Infinite dimensional vector space has almost complex structure if and only if it is 'even-dimensional'?
Yes, they are. Note that 6. and 7. are clearly equivalent (if we have 6. take for $S$ and $U$ the images of $W\times \{0\}$ and $\{0\}\times W$ under an isomorphism $W^2\overset{\sim}{\to} V$. If we have 7., then $V\simeq S\times U\simeq S\times S$, so take $W=S$.)
Assume that we have $7.$ Since $S$ and $U$ are isomorphic , their bases have same cardinality (countable or not). Pick $(s_i)_{i\in I}$ a basis of $S$, and $(u_i)_{i\in I}$ a basis of $U$ (we can index the two bases by the same set, thanks to the previous remark).

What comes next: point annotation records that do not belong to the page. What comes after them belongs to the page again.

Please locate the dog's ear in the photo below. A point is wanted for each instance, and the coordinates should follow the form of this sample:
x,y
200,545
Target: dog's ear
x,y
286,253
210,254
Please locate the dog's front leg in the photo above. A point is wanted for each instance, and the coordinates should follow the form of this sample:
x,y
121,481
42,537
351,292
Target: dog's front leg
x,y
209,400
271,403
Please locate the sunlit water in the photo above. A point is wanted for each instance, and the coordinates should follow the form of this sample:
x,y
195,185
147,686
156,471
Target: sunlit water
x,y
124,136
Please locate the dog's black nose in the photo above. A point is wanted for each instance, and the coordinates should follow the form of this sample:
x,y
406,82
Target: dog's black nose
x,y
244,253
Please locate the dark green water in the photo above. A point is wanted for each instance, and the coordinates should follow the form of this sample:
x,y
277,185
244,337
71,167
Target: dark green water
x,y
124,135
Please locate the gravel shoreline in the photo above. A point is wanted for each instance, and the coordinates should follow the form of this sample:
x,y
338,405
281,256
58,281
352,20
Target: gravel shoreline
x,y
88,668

Setting $J(e_i)=u_i$ and $J(u_i)=-e_i$ for all $i\in I$ yields an endomorphism $J$ satisyfing $J^2=-Id_V$.
Conversely, assume that we have an endomorphism $J$ of $V$ satisfying $J^2=-Id_V$.
The map $\mathbb{C}\times V\to {V}$ sending $(a+bi,v)$ to $av+ bJ(v)$ endows $V$ with the structure of a complex vector space which agrees on $\mathbb{R}\times V$ to its real structure.
Now pick a complex basis $(s_i)_{i\in I}$ of $V$, and set $u_i=i\cdot s_i=J(s_i)$. Then, gluing $(s_i)_{i\in I}$ and $(u_i)_{i\in I}$, we obtain a real basis of $V$. The real subspaces $S=Span_\mathbb{R}(s_i)$ and $U=Span_\mathbb{R}(u_i)$ then satisfy the conditions of 7.
GreginGre's solution is, of course, perfectly lovely, but if we're just killing this with choice, I guess you can also prove it as follows:
Let $V$ be infinite dimensional and, using Zorn's Lemma, let $\{e_i\}_{i\in I}$ be a basis for $V$. Using choice again, there exists $I_1$ and $I_2$ such that both $I_1\cap I_2=\emptyset,$ $I_1\cup I_2=I$ and there exists a bijection $\varphi: I_1\to I_2$. Thus, let $S=\textrm{span}\{e_i\}_{i\in I_1}$ and $U=\textrm{span}\{e_i\}_{i\in I_2}$. Then, $V=S\oplus U$ and $A:S\to U$ given by $e_i\mapsto e_{\varphi(i)}$ is a linear isomorphism of the two. This just proves that any infinite dimensional vector space admits such a decomposition, so there is only something to prove in the finite dimensional case.